Si fútbol es fútbol, como dijo Boskov, aquel viejo y sabio entrenador del Real Madrid, España es España, que hoy diría cualquier observador imparcial de esta realidad extraña, incomprensible, casi distópica que hoy vive este país.
Y digo esto porque, uno que nunca se ha tenido por nacionalista, ni provinciano, ni siquiera ensalzador oficial de las bondades incomparables de su patria chica, hoy ya echa hasta de menos que la enseña nacional —léase bandera—, se vea lucir más allá del despacho oficial del jefe del estado, S.M. el Rey.
Hace falta que las competiciones internacionales del deporte rey se multipliquen hasta el infinito a ver si así resurge la conciencia de identidad española —apréciese que no digo nacionalismo—, en un país en dónde hasta al mismo gobierno le cuesta pronunciar el nombre de España.
Muy al contrario de lo que sucede en cualquier otro país de cualquiera de los cinco continentes. Por eso cuando uno ha visitado —pongamos por caso—, Estados Unidos, Honduras, Argentina, Brasil o Uruguay en América; Francia, Italia, Portugal, Reino Unido, Alemania, Suecia Austria o Hungría, en Europa; Marruecos o Egipto en el Norte de África; China, India o Arabia, en Asia, o Australia y Nueva Zelanda en las antípodas de nuestro país, contempla con verdadera envidia la profusión de enseñas nacionales que pueden verse en todos esos países por doquier: edificios oficiales, estadios, plazas, incluso edificios religiosos y balcones de domicilios privados. T
odo el mundo parece estar orgulloso de ser quién es, de pertenecer a su país, salvo el ciudadano español que ni siquiera se atreve a lucir su emblema nacional ni siquiera de la forma más discreta y mínima posible (gemelos, correa del reloj, pin…), porque no quiere meterse en líos con los depositarios de las esencias patrias de uno y otro lado.

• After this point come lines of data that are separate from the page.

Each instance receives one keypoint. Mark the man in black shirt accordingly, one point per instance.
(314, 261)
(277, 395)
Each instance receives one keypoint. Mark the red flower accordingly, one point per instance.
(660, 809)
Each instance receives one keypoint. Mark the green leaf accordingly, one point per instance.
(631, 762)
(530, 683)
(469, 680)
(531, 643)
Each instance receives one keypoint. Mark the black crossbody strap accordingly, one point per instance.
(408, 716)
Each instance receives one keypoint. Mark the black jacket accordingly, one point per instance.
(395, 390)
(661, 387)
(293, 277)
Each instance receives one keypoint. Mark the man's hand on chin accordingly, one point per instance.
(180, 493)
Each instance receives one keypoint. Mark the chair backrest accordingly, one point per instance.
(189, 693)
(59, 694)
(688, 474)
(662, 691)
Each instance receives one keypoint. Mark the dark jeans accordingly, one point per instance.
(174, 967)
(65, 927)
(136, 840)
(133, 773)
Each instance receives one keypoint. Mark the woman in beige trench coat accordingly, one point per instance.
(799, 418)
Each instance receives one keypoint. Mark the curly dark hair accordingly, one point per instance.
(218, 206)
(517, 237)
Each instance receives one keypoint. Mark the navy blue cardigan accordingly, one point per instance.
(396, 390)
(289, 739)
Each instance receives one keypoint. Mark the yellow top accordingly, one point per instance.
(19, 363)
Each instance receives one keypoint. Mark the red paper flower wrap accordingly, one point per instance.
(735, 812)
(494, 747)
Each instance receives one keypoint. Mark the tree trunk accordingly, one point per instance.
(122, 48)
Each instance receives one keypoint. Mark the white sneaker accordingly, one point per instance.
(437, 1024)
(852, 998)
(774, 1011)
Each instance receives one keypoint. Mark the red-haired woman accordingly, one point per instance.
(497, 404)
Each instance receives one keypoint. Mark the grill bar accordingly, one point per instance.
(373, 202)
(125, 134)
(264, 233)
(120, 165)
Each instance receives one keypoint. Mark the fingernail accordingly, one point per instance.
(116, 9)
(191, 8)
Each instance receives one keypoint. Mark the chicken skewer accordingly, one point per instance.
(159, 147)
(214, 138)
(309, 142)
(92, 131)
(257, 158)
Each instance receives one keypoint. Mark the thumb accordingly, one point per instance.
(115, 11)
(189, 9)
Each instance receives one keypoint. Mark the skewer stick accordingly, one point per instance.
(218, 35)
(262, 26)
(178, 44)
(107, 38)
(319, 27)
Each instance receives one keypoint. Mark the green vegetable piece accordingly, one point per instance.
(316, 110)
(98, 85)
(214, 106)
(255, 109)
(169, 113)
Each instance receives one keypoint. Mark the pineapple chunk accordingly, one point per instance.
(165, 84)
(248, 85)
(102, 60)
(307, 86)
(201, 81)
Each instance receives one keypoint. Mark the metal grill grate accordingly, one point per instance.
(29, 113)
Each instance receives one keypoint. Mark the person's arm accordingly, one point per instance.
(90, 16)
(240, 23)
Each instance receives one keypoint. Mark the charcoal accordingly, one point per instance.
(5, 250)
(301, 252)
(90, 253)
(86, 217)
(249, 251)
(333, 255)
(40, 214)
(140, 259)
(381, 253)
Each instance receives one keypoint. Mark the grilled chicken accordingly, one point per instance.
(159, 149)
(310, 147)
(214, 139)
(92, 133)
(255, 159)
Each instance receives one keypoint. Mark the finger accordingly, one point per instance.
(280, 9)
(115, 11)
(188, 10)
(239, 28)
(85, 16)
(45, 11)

Hace falta, digo, que España alcance la final de la Eurocopa, pongamos por caso, para que a la gente no le dé corte llevar su bandera al estadio correspondiente, a las plazas dónde sus ayuntamientos han tenido la idea de colocar una gran pantalla el día de la semifinal con Francia (en la capital de la nación, en el Puente del Rey, Madrid Río), o en la pronta final contra Países Bajos o Inglaterra, porque a estas alturas del partido, a la España de Lamine Yamal y Nico Williams ya le da lo mismo la identidad de su rival en Berlín…
Y, como siempre, más allá de cualquiera de los veinticinco jugadores de la selección española, el gestor de un milagro más sorprendente que el de los panes y los peces para que todo un país salga del armario, olvide sus pequeñas o grandes diferencias, incluso las dificultades para poder seguir comiendo día a día, hacer frente a sus hipotecas, o dejar de pensar por un momento en cómo va a pagar los libros del cole de los peques, tiene nombre y apellidos.
Se trata de Luis de la Fuente, el sustituto de Luis Enrique al frente de la selección española de fútbol. Hombre sereno, relajado, sonriente, humilde, trabajador, nada petulante, que huye del protagonismo y siempre queriendo llevar un poquito más allá a sus jugadores, independientemente del resultado final de cada encuentro.
Justamente lo contrario que su antecesor en el puesto que siempre estaba un escalón por encima de jugadores, directivos, prensa y aficionados, razón por la cual es muy posible que hoy esté entrenando al Paris Saint Germain.
Lo cierto es que, por una u otra causa, la tarde noche del martes 9 de julio, fecha de la celebración de esa primera semifinal de la copa de Europa de Fútbol, las calles de Bilbao, Málaga, Barcelona, León, Albacete, Cádiz, La Coruña o Murcia estaban inmensamente vacías.
Todo el mundo se apostó delante de un televisor, una tablet o un móvil para presenciar en vivo y en directo cómo un grupo de chavales y unos cuantos veteranos de la selección española de fútbol en la que casi nadie creía al comienzo de la competición en Alemania, era capaz de concitar voluntades, resucitar la conciencia nacional y, por una vez y sin que sirva de precedente, hacer sentir a más de 48 millones de habitantes sentirse verdaderamente españoles.
Necesitamos a hombres como Luis de la Fuente (más de 60 años), y a jóvenes como Lamine Yamal (17 cumple el sábado 13 de julio) para que, ya sea con la proverbial humildad, o con un tiro a más de 25 metros de la portería francesa y a 102 kilómetros por hora, la conciencia de todo un país vuelva a levantarse orgullosa, deje los complejos progres en casita y vuelva a sacar de los cajones su bandera.
A lo mejor así contribuimos también a despejar las consultas de psiquiatras y psicólogos, que falta hace.